The other major area of modern research has been the use of marijuana to relieve intraocular pressure. This action was not known in earlier medicine and was only discovered in 1971. The first report was from a patient who found that smoking marijuana relieved his glaucoma, a condition where the pressure in the eye is increased.
THC administered intravenously in clinical trials reduces intraocular pressure but also produces a “high”. At present, this “side effect” precludes its general acceptance as a treatment for glaucoma.
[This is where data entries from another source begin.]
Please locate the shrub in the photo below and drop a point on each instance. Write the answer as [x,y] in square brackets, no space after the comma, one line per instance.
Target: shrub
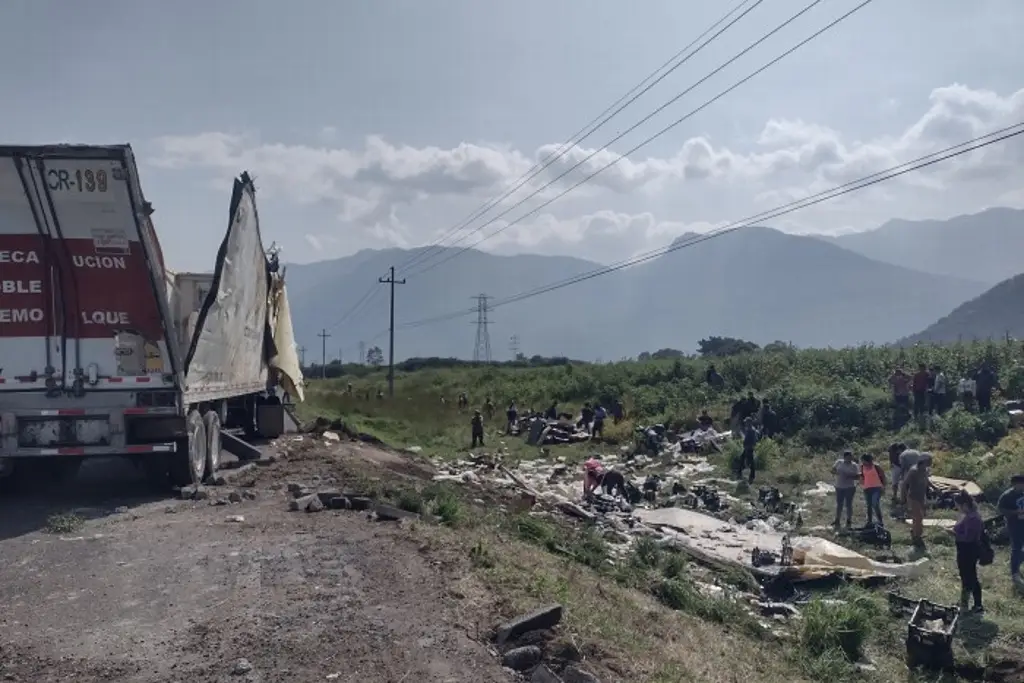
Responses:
[960,428]
[828,627]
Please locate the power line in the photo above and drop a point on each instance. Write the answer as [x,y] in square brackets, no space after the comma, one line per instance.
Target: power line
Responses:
[659,133]
[390,356]
[593,126]
[482,349]
[791,207]
[324,337]
[797,205]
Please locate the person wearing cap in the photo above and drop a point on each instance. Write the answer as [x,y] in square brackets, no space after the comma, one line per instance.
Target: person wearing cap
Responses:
[476,424]
[593,472]
[1011,505]
[751,438]
[913,491]
[968,534]
[847,473]
[872,479]
[896,468]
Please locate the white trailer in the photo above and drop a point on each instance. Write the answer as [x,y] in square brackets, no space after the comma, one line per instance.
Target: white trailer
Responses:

In Australia, one physician in South Australia applied to the Health Commission to use marijuana with a patient whose glaucoma was not responding to other treatments.
Cannabis was found to have an effect on the heart some twenty years ago so that some research has been conducted into cannabis and the cardiovascular system. The effects are not only dose-related but also dependent on the length of time over which the drug is given.
Single doses produce a rapid heartbeat. However, taken over a long period of time, cannabis preparations produced a slowing of the heart and a lowering of the blood pressure. Different derivatives so far tested have produced different effects, and none are without side effects so that it does not appear that cannabis will provide a new drug for high blood pressure.
Cannabis has also been used for the treatment of alcoholism and addiction to narcotics. There appeared to be more beneficial effects with alcoholics than with narcotics addicts.
In considering the usefulness of any of the cannabinoids as therapeutic agents, it is necessary to avoid the emotionalism that surrounds the social use of marijuana and think of THC and its derivatives as with any other drug.
Firstly, the action of all drugs in dose-related. There is a dose at which no action occurs; there is a dose at which increasing action will occur until a level is reached at which the drug is toxic.
Secondly, different individuals react differently to drugs depending on age, sex, and weight, and on whether other drugs are being taken at the same time, as well as ingestion of food and a number of genetic factors.
Thirdly, all drugs have some side effects. Antihistamines, taken to dry up nasal secretions cause drowsiness. This is probably an advantage when going to bed with a cold but dangerous when driving a car. Streptomycin can cause deafness and it is, therefore, not given over a long period of time and given only under medical supervision.
The derivatives of cannabis if they are being considered as therapeutic agents, must be given in doses to suit a particular patient and the use should be monitored. As with any other drug the side effects that may occur in a particular patient must be weighed against the benefits to that particular patient.
It would appear that cannabis derivatives could be of use to some patients for epilepsy, glaucoma, asthma and to alleviate the symptoms of cancer. Only continued research will find out the exact, if any, therapeutic uses of cannabis, but ignoring it will find out nothing.